As a condition of their relocation, the ancestral Chods were made direct servants of the king, with significant privileges that differentiated them from other subjects – including the right of unrestricted movement within the Bohemian Forest region, access to the resources of the forest, and the right to own large dogs forbidden to ordinary Bohemian peasantry. In 1325, King John of Bohemia acknowledged the rights of the Chod people to use the woods of western Bohemia, provided that they also protected the borders along them. The Chods bred special dogs to help accomplish this goal – especially the Bohemian Shepherd (in Czech Chodský pes) which some sources suggest is ancestral to the modern German Shepherd. Chods traveled widely throughout the mountains of western Bohemia as part of their unique charge and rare freedom, often using special walking staffs, boots, and wide-brimmed hats especially suited to long-distance travel in the mountain forests. Reflected in their ethnonym, implying "walkers," "rangers" or "patrollers," they represent a rare example of a professional identity coming to define a group's overall ethnic designation.

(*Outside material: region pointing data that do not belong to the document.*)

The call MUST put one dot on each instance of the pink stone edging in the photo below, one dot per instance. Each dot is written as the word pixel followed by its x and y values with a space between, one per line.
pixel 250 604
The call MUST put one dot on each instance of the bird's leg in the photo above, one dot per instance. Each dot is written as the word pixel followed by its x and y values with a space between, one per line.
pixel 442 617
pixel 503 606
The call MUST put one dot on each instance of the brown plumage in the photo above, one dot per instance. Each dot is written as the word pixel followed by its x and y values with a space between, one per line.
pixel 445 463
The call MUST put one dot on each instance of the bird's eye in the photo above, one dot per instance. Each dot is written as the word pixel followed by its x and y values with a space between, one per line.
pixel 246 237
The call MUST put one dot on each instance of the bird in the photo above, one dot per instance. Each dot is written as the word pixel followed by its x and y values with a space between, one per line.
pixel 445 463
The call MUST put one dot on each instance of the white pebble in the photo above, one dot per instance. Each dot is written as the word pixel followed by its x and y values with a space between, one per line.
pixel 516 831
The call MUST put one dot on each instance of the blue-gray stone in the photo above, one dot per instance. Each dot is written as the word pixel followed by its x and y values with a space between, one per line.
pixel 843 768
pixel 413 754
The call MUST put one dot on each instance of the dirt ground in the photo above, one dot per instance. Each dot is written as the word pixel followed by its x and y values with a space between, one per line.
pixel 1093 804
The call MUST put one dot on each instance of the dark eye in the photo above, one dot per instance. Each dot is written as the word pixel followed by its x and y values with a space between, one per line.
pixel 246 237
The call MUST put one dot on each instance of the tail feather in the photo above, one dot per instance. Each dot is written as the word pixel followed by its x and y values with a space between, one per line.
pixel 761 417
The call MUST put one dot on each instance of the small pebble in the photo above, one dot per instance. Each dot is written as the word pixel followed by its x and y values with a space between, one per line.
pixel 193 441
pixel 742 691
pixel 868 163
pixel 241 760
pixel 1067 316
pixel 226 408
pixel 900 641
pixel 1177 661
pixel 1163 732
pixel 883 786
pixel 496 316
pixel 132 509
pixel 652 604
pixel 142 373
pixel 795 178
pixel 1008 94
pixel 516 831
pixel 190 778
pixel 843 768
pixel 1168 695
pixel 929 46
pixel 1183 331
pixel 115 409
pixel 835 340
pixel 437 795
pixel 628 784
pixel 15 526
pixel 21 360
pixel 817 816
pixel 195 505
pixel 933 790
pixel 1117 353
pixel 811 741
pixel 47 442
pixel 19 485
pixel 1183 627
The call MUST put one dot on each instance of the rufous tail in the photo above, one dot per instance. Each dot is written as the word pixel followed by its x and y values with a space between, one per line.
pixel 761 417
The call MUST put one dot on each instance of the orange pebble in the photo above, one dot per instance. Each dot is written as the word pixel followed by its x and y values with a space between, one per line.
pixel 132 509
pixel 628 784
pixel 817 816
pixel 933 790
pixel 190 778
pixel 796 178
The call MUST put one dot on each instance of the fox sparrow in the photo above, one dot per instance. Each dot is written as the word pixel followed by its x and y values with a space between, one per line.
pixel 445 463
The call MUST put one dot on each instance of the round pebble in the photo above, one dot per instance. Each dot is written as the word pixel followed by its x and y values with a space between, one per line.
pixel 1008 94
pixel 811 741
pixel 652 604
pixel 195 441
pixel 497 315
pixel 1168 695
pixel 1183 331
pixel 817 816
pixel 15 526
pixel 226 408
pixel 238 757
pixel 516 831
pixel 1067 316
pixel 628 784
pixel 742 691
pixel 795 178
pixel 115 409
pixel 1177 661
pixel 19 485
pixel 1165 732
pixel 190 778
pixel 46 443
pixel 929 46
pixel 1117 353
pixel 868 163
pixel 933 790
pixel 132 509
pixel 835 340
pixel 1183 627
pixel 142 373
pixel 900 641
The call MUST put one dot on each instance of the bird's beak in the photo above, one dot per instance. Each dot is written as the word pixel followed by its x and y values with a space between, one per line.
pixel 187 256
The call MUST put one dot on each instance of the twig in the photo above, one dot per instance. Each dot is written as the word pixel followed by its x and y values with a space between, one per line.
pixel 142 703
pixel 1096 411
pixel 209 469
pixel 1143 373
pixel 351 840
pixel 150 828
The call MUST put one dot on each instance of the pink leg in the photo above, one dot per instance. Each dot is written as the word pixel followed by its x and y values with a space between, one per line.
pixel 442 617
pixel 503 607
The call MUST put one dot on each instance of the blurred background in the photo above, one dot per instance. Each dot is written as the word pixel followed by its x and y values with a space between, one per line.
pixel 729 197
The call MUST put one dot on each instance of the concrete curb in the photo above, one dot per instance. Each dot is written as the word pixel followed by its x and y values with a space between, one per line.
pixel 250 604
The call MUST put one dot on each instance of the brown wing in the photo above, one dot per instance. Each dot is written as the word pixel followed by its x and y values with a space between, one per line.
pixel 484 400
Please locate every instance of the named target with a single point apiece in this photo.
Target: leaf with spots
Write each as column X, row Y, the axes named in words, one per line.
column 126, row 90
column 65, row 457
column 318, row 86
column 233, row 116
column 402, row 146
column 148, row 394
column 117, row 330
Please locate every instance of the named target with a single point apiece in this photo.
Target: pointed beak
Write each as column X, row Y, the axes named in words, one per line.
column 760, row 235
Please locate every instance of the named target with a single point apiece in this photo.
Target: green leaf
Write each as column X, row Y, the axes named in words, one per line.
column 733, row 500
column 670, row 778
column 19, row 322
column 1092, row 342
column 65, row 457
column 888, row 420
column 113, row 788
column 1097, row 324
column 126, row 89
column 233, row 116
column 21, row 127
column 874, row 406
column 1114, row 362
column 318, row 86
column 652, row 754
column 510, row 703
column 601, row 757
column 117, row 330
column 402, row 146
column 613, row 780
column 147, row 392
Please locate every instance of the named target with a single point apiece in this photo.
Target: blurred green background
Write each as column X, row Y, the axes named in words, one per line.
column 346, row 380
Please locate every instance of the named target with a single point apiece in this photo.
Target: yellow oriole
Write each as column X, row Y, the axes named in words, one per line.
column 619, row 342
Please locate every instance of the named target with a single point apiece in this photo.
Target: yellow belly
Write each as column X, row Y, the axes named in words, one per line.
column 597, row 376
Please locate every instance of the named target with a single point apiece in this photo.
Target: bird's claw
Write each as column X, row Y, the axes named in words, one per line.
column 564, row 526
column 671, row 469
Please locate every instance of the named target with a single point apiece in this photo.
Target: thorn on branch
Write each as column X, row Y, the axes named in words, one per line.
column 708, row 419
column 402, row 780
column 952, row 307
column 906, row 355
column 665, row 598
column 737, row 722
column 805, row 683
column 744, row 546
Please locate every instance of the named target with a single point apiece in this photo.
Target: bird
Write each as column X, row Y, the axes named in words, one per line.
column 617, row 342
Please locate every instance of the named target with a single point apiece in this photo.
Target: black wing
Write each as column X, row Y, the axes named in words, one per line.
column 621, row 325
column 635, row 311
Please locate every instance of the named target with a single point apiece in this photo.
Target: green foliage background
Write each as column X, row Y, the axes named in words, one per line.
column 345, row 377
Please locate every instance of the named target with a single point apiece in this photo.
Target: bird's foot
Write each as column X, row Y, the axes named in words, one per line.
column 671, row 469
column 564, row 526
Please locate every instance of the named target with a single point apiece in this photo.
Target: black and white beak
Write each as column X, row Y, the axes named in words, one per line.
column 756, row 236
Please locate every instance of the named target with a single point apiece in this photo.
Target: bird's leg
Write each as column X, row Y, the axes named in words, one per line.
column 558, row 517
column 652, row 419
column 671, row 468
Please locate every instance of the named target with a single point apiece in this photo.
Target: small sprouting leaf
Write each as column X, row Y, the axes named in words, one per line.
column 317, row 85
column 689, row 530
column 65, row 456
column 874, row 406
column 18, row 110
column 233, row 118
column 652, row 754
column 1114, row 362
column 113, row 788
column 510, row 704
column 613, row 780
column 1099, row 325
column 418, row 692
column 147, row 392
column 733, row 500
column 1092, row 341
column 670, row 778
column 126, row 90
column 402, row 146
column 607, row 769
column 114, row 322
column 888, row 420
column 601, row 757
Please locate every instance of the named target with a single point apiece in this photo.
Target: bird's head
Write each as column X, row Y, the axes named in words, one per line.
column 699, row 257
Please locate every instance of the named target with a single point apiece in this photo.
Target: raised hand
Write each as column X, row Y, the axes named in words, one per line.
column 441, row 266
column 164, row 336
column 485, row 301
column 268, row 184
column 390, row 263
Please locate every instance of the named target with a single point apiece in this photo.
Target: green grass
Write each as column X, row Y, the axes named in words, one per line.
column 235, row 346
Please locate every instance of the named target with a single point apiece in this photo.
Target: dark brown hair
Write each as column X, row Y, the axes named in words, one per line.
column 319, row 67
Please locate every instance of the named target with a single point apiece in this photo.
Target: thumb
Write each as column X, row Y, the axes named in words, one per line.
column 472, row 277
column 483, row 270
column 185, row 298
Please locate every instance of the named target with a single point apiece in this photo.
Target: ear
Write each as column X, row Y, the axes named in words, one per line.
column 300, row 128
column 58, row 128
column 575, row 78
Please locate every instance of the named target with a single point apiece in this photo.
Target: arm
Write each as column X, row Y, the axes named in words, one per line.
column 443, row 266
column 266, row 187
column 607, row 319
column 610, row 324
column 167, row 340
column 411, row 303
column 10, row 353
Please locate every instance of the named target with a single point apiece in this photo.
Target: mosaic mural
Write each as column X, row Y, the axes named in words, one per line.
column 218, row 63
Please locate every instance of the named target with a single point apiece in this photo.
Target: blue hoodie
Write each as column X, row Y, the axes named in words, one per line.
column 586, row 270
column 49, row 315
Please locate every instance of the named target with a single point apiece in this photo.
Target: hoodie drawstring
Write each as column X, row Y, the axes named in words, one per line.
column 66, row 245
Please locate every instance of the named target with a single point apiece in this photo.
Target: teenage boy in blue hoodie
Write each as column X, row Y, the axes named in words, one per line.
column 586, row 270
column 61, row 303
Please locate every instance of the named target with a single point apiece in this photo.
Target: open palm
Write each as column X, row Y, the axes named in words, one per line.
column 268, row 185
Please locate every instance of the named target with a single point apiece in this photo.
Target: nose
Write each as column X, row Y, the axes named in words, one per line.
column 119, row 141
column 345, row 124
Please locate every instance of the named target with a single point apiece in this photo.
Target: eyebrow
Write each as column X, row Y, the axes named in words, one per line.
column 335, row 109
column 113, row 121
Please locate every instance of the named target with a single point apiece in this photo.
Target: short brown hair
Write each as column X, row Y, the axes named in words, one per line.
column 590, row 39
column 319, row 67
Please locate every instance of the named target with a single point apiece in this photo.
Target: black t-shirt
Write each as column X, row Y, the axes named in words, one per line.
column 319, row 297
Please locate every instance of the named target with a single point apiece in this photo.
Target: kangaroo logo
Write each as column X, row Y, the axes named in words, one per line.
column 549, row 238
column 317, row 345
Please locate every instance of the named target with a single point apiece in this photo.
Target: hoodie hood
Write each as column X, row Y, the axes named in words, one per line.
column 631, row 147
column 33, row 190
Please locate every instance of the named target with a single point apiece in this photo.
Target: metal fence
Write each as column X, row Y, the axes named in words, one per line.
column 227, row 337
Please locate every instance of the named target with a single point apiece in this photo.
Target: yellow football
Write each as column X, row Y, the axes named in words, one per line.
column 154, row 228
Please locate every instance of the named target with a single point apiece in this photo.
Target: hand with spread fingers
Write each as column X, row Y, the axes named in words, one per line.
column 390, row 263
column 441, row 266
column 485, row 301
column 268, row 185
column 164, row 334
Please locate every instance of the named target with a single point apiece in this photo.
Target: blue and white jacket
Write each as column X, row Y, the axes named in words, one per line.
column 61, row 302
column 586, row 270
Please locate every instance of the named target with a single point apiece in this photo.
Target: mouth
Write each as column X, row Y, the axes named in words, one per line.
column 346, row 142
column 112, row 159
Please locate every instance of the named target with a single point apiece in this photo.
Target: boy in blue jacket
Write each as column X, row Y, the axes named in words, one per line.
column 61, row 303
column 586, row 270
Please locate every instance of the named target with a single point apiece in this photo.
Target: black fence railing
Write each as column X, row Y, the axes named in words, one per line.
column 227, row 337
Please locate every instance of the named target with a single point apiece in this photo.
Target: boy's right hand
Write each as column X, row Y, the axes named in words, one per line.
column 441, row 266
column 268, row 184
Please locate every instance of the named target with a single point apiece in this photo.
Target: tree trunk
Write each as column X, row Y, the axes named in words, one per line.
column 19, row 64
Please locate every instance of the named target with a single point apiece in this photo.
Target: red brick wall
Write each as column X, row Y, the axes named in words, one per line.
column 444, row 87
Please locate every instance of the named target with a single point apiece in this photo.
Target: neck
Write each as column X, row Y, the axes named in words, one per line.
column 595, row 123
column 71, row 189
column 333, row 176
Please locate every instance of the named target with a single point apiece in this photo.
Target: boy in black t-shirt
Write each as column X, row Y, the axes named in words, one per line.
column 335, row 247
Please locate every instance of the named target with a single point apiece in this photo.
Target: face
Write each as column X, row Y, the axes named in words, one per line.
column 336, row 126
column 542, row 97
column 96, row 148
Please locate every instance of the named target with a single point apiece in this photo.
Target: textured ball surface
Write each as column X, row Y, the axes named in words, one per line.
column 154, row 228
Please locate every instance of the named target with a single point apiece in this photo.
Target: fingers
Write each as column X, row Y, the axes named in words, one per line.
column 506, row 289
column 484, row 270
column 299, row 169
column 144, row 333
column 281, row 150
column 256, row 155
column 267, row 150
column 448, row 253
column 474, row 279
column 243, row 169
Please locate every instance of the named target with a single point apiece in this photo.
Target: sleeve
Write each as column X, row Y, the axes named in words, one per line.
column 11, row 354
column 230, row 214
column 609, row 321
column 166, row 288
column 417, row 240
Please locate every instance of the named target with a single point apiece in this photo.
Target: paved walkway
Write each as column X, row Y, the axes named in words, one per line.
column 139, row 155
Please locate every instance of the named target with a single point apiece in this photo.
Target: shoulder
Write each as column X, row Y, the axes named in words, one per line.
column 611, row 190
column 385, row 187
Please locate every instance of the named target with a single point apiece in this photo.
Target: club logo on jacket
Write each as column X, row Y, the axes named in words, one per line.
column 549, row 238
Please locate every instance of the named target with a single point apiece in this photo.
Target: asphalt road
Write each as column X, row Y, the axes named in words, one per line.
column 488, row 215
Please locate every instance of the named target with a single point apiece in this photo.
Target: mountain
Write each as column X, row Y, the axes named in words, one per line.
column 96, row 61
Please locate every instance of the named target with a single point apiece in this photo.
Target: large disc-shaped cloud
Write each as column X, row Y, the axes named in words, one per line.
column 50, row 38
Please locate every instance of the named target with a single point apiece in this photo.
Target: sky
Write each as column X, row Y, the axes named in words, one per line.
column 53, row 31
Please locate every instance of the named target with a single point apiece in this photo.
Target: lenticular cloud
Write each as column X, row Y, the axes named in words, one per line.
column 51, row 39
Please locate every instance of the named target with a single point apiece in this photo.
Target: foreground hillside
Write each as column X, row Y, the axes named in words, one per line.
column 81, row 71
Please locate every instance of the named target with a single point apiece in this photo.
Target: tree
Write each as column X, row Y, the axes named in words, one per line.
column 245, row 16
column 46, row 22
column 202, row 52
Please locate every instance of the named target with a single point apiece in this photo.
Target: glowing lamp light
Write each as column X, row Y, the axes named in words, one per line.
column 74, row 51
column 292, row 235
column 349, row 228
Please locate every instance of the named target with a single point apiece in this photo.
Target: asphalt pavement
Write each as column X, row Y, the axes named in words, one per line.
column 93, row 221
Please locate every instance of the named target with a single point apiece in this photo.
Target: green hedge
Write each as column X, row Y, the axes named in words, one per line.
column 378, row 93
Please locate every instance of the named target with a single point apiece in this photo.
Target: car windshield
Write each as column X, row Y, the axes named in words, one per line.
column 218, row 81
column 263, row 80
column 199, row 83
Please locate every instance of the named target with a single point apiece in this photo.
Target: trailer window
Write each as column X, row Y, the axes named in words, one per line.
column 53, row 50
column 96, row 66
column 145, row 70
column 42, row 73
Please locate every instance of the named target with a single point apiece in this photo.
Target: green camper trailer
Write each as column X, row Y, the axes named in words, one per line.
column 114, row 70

For over three and a half centuries, the terms of the Chod agreement with the Bohemian monarchy held until the late 17th century when a local aristocrat of German origin, W. M. Laminger von Albenreuth, declared the agreement void – seeking to contain and undermine the autonomy of Chods and other Czech peasants. The Chods revolted in 1695, but were unsuccessful. Many persisted as independent ethnic enclaves in the mountains of western Bohemia, while others were fully or partially assimilated into Czech-speaking or occasionally German-speaking communities of Czech and/or German ethnicity in the adjacent countryside. As Czech nationalism arose through the 19th century, Chods cultural became emblematic of Slavic resistance to German cultural influence in Czech popular culture – shaping perceptions of Chod people both within and beyond western Bohemia, and reasserting their identity in opposition to ethnically German Bohemians in spite of a long and complex history linking the two groups.

==Chods since the 20th century==

The events of World War II, including the brutal occupation of the Chod region as part of Nazi Germany's Sudetenland annexation, followed by the disorderly and brutal expulsion by the Czechs of German-speakers from western Bohemia at the war's end, contributed to a significant decline in the scale and distribution of the Chod population within western Bohemia. Still, up to 11 villages of Chods persist, and many still live in the countryside near towns such as Domažlice. They speak the Chod dialect, a separate dialect of Czech, enjoy unique and strong traditions such as the use of special folk costume and musical instruments; they maintain a strong sense of identity that is linked to the Bohemian Forest and their role as defenders of the western Bohemian borderland.

==Chods in art and literature==
The Chods have been the focus of art and literature, much of it tied to Czech romanticist and nationalist themes. The Czech painter Jaroslav Špillar lived among them for many years, capturing scenes from their daily life.